Boyle will be the Week One chaplain for Chautauqua Institution. The founder of Homeboy Industries will preach at the Morning Worship at 10:45 a.m. Sunday in the Amphitheater and at the morning worship services at 9:15 a.m. Monday through Friday in the Amphitheater.
His title for Sunday’s sermon is “Nowhere to Rest One’s Head: Following Jesus with Integrity.” Titles for his Monday through Friday sermons include “The Dude Shows Up,” “And Awe Came upon Everyone,” “Now. Here. This.,” “The Feeling’s Mutual” and “The Praise that Matters to God.”
As founder and executive director of the Los Angeles-based Homeboy Industries, Boyle regularly preaches in juvenile detention centers.
“A homily in Beverly Hills is different than one in juvenile hall,” he said. “In the first, you have to afflict the comfortable, and in juvenile hall, you have to comfort the afflicted. In juvenile hall they are overwhelmed with their own stuff, and it would be inappropriate to overwhelm them with something like Orlando, but it would make sense in Beverly Hills.”
Boyle has delivered Interfaith Lectures at Chautauqua in 2012, 2013 and 2015. One of the questions he posed to Chautauquans in his 2015 Interfaith Lecture was, “How do we get a place of compassion where we can stand in awe of what the poor have to carry as opposed to how they carry it?”
His goal is always to spread compassion, kinship and inclusion. In that same lecture, he said everyone is in need of help and healing: “[If] each one of us can welcome our wound, then we’re less likely to despise the wounded.”
“The truth is, you know, we’re so used to a God — a ‘one false move’ God, and so we’re not really accustomed to the ‘no-matter-whatness’ of God, to the God who’s just plain old too busy loving us to be disappointed in us,” Boyle said in his 2012 interview with “On Being” host Krista Tippett during an Interfaith Lecture.
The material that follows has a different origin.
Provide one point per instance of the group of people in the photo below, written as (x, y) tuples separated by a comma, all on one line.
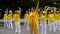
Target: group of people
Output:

In addition to his work with Homeboy Industries, Boyle works as a consultant and serves on the U.S. Attorney General’s Defending Childhood Task Force. His work focuses on the importance of the involvement of adults in youths’ lives, guidance and unconditional love, all with aim of preventing young adults from joining gangs.
“There isn’t anybody who can’t be that person who holds the mirror up and doesn’t judge, who loves without measuring, without regret — as our God does, with a ‘no-matter-whatness,’ ” he said in his 2013 lecture. “Everybody can be so loving that you don’t have any time left to be disappointed. Everybody could do that.”
Ordained as a priest in 1984, Boyle is a member of the order of the Society of Jesus (Jesuits).
He received his B.A. in English from Gonzaga University; a M.A. in English from Loyola Marymount University; an Master of Divinity from the Weston School of Theology; and a Master of Sacred Theology degree from the Jesuit School of Theology.
After his ordination, Boyle taught in Bolivia. In 1986, he was appointed pastor of Dolores Mission in Los Angeles, where he served until 1992. (He briefly left in 1993 to work as chaplain of the Islas Marías Penal Colony in Mexico and Folsom State Prison, before returning to Dolores.)
At Dolores Mission, Boyle created Jobs for a Future (JFF) in 1988. Working with the community, he started an elementary school, a daycare program and worked to create better jobs for young adults. That work led to Boyle to launch his first business: Homeboy Bakery, under the banner of JFF and Proyecto Pastoral. At the bakery, rival gang members worked side by side.
In 2001, JFF became an independent, non-profit organization: Homeboy Industries. Today, the nonprofit’s enterprises includes the original bakery, Homeboy Diner at Los Angeles City Hall, Homeboy Farmers Markets and Homegirl Cafe & Catering, in addition to other ventures.
Currently at work on his second book, Boyle is the author of Tattoos on the Heart: The Power of Boundless Compassion, which was named the PEN USA 2011 Best Creative Nonfiction Book of the Year.